March 25, 2004
Sven Birkerts on criticism
An earlier post made note of Dale Peck's supposedly final negative review. (Click here to read that magazine's press release about the article.) The target of that essay, Sven Birkerts, has his own go at the state of criticism--including a fairly detailed summary meta-critical discourse over the last twelve months--in the Spring issue of Bookforum. The piece is a long defense of the humanist, belletristic, arguably "rearguard" critical style that has waned considerably since the widespread importation of theory (and academic language/specificity) into general interest publications. A key paragraph:
What I am talking about here is, it's true, more polemic and feature-related journalism than reviewing per se, but the vitality of the latter depends in a thousand subtle ways on the vitality of the former, and if our situation feels demoralized, dissipated, without urgent core, it is to some degree because we are without a larger rallying cause and without any stirring sense of possibility. This is not to say that there are no rallying causes available—I can think of a few, beginning with the outrages of the current administration—but that we seem to be without the rallying will. We have lost the sense that there is any gathering place. Our intellectual life is fragmented. It has, perhaps of economic necessity, migrated into the academy, where it can only conform to the dominant strictures of theory-suffused disciplines (the luftmenschen of old, as Russell Jacoby reminded us in The Last Intellectuals, are no more). Connected and informed as never before, we nonetheless register a dispiriting sense of isolation, of not mattering.
and later:
Partisan Review in its heyday was a model of mattering. Its circulation never exceeded fifteen thousand, but it nevertheless outlined the very nerve system of influence in our collective cultural life. Its main contribution, over and above the contents of any of its pieces, was that in its great years it gave us an intellectual idea of ourselves. It created the terms of the debate. By postulating a certain kind of intelligentsia, it helped to foster it. That intelligentsia was nonacademic (though academics devoured the journal) and politically and morally engaged; it deplored provincialism and assumed a cosmopolitan view; it believed in the necessity of the modernist project. We have nothing like the modernist aesthetic certainties. Indeed, our lot—henceforth—is to be suspicious of all projects. In a pluralistic and relativistic culture like ours, the clash of rival pundits may be the best we can come up with.

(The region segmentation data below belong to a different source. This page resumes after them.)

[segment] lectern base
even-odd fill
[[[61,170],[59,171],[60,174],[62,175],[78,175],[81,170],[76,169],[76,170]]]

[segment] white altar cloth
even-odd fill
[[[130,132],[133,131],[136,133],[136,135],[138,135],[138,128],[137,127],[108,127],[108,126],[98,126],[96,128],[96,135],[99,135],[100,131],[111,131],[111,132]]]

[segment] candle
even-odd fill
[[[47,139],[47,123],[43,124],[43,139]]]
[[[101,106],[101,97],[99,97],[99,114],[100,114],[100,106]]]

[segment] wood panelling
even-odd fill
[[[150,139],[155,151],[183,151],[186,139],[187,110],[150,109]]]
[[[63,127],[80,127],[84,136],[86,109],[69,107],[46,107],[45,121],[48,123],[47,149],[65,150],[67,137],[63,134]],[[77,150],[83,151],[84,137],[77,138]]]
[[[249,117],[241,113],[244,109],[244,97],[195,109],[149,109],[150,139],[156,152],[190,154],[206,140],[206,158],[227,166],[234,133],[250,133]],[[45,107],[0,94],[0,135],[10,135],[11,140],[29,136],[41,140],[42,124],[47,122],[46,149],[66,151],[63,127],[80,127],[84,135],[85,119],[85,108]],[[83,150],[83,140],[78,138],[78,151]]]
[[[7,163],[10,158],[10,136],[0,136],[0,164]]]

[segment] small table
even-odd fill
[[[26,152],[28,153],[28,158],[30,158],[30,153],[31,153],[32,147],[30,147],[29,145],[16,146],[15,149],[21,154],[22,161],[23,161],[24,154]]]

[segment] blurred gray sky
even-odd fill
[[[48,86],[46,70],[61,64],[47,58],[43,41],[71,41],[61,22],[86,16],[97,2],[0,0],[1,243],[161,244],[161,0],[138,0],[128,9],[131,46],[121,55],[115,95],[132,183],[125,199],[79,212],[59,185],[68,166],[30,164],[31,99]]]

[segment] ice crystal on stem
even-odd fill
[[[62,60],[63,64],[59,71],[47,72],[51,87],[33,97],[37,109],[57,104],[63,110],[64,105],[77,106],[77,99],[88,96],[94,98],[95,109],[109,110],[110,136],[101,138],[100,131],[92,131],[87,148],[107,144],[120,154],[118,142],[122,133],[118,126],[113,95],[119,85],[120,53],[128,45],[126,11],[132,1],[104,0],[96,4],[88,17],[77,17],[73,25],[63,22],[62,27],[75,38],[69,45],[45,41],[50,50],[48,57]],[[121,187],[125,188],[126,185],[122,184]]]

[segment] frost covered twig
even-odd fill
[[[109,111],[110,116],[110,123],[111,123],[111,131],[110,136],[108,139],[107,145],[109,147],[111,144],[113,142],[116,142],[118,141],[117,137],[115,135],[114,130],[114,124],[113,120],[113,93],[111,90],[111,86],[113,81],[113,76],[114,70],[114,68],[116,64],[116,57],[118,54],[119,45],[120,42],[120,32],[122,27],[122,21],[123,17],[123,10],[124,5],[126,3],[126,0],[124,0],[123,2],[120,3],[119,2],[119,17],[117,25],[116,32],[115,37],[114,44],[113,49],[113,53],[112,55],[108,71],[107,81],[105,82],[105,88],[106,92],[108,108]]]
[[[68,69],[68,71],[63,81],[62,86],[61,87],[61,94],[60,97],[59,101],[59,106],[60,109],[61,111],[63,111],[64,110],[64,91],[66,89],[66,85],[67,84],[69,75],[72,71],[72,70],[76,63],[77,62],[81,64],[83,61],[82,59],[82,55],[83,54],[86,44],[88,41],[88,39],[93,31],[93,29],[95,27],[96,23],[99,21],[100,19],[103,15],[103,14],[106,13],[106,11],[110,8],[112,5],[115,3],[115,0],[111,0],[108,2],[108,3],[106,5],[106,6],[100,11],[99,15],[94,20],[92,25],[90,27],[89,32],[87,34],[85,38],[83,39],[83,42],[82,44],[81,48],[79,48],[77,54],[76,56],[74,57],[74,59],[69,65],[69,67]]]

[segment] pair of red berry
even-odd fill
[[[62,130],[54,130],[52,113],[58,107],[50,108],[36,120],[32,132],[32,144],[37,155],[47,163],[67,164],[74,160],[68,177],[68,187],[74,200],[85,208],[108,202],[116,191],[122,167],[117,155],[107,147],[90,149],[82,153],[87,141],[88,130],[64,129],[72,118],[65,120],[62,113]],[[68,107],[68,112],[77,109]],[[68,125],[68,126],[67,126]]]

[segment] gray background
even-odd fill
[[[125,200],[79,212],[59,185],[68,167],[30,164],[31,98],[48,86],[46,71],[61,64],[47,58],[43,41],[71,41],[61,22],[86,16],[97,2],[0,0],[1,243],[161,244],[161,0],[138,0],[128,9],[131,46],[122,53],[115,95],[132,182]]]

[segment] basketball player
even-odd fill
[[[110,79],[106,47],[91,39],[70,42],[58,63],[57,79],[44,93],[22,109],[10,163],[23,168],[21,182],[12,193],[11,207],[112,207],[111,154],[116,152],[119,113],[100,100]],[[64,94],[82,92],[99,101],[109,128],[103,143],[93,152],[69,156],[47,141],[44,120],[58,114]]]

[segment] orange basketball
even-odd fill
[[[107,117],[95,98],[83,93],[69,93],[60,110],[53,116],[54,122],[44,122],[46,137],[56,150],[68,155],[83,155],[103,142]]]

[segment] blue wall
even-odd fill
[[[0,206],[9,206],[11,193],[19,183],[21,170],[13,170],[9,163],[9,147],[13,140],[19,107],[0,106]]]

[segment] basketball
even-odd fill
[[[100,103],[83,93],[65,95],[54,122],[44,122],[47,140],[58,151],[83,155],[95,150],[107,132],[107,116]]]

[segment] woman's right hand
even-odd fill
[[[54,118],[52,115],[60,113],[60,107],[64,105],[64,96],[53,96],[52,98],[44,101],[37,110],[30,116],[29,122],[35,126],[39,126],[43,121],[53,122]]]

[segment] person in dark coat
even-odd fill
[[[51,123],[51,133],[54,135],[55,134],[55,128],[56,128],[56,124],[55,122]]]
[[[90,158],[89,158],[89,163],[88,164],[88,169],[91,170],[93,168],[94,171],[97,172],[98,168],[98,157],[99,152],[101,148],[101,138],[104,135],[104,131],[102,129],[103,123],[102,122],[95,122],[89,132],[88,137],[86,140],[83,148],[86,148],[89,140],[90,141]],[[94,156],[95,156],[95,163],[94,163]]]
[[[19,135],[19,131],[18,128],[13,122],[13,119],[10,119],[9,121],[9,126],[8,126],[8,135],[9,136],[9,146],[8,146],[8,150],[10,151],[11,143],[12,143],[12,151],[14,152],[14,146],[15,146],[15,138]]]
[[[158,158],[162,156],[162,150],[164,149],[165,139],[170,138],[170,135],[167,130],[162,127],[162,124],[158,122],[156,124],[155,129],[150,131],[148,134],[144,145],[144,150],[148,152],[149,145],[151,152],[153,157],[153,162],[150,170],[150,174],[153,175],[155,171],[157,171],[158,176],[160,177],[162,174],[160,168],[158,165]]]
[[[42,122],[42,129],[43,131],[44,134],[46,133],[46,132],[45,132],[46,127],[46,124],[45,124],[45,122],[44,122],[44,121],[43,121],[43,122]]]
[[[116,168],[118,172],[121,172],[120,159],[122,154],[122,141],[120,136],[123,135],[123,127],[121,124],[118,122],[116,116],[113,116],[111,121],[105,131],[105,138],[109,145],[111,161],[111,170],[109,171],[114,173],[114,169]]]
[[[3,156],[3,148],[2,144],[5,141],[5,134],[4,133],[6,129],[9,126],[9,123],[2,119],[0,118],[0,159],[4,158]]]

Having recently purchased the Fall 1962 Partisan Review for a friend (fifty cents at Strand!) and marveled at its contributor list, I can understand Birkerts's position, even if the "pre-emptive strike" timing of this essay undermines the high road implied by his tone.
All of this is particularly relevant today, as after work I am heading to SVA for a panel titled "The Crisis in Criticism," featuring Jerry Saltz, Nancy Princethal, Raphael Rubenstein, Katy Siegel, and one or two others. (Though the word crisis loses its bite when I look to my bookshelf and see Maurice Berger's The Crisis of Criticism, published June 1998.)